Esa visita fue una locura, la viví desde el principio, porque de Gaulle me hizo acompañarlo a todas partes como su traductor. Luego de cumplir con el protocolo, tuvimos una reunión informal con Leoni, a la que asistió Rómulo Betancort. Era un hombre de una sagacidad y un criterio político increíble. No es que de Gaulle fuera ingenuo, ya en ese entonces podíamos olernos la conflictividad de estalló en el Mayo Francés, pero Betancourt prácticamente le construyó una maqueta perfecta de lo que terminó pasando en el 68. Señaló uno por uno todos los factores y su peso: estudiantes, sindicatos, el espíritu de los tiempos, el tipo de protesta que enfrentaría. Tan apasionante era su análisis que los tragos empezaron a fluir con muchísima soltura. Llevaría el general unos cinco cuando vi esa mirada de determinación en su rostro, la misma que tuvo el día que salió a la reunión con Eisenhower para convencerlo de liberar París de inmediato. Pero no vayas a creer que la tenía porque el discurso de Betancourt lo había llevado a tomar una decisión política; la tenía porque no podía quitarse de la cabeza el culo de la muchacha que le servía los tragos y que también lo veía con picardía, Del Valle Martinez. En el carro me dirigió una sola palabra: búscala.
Betancourt se dio cuenta del momento preciso en el que perdió la atención del general, y creo que también de la causa. Le dijo: “dicen que los franceses son más de leer que de escuchar, así que yo le voy a dar un consejo anotado en esta servilletica” y se la entregó. Por cierto que el general nunca la leyó. En el avión se dio cuenta de que la había perdido. Con la nochecita que tuvo, no me extraña que la haya dejado en la habitación»
Desde ese día, Henri Charrière permaneció intrigado por el mensaje en la servilleta. Por eso cuando hace poco, en una de esas conversaciones de las noches árabes carqueñas de El Gran Café, supo que en Mamporal de Rio Chico había unas gemelas bellísimas que los jodedores llamaban Las de Gaulle porque se decía que eran hijas del general, las contactó para preguntarle si en verdad su madre había conocido a de Gaulle y si casualmente guardaba un servilleta escrita que le hubiera pertenecido.
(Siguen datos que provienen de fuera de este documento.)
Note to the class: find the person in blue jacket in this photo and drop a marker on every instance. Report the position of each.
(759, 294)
Le sorprendió muchísimo la naturalidad con la que la muchacha al otro lado del teléfono le respondió «sí, claro, la servilleta escrita», y ese entusiasmo le condujo a ofrecerle diez mil bolívares por el papelito. Ahí estaban, sentadas frente a él, dos mulatas de más de un metro ochenta, nariz perfilada y las formas firmes y poderosas de la costa.
̶ Imagino que están llegando la ciudad y no han comido ̶ comentó amablemente Charrière.
̶ Comimos algo en el camino, gracias.
̶ Entonces, aquí está esto ̶ dijo Charrière mientras ponía sobre la mesa un sobre con diez mil bolívares.
La muchacha le entregó otro con la servilleta en su interior. Él lo abrió con ansiedad y leyó el contenido. Rió para sus adentros, ¿habría de Gaulle actuado de otra manera de haber seguido este consejo? Quizás no, demasiado orgulloso para eso, probablemente. Pero la sencilla y fulminante sabiduría de esta premisa en manos de un estadista como de Gaulle, e inclusive hasta en las de un hombre mucho más brutal y basto, podría poner una nación patas arriba: «si usted quiere controlar un país, mimetícese con él y después preséntese como algo novedoso.» Años después, Henri Charrière perdería la carta en un juego de naipes con unos amigos.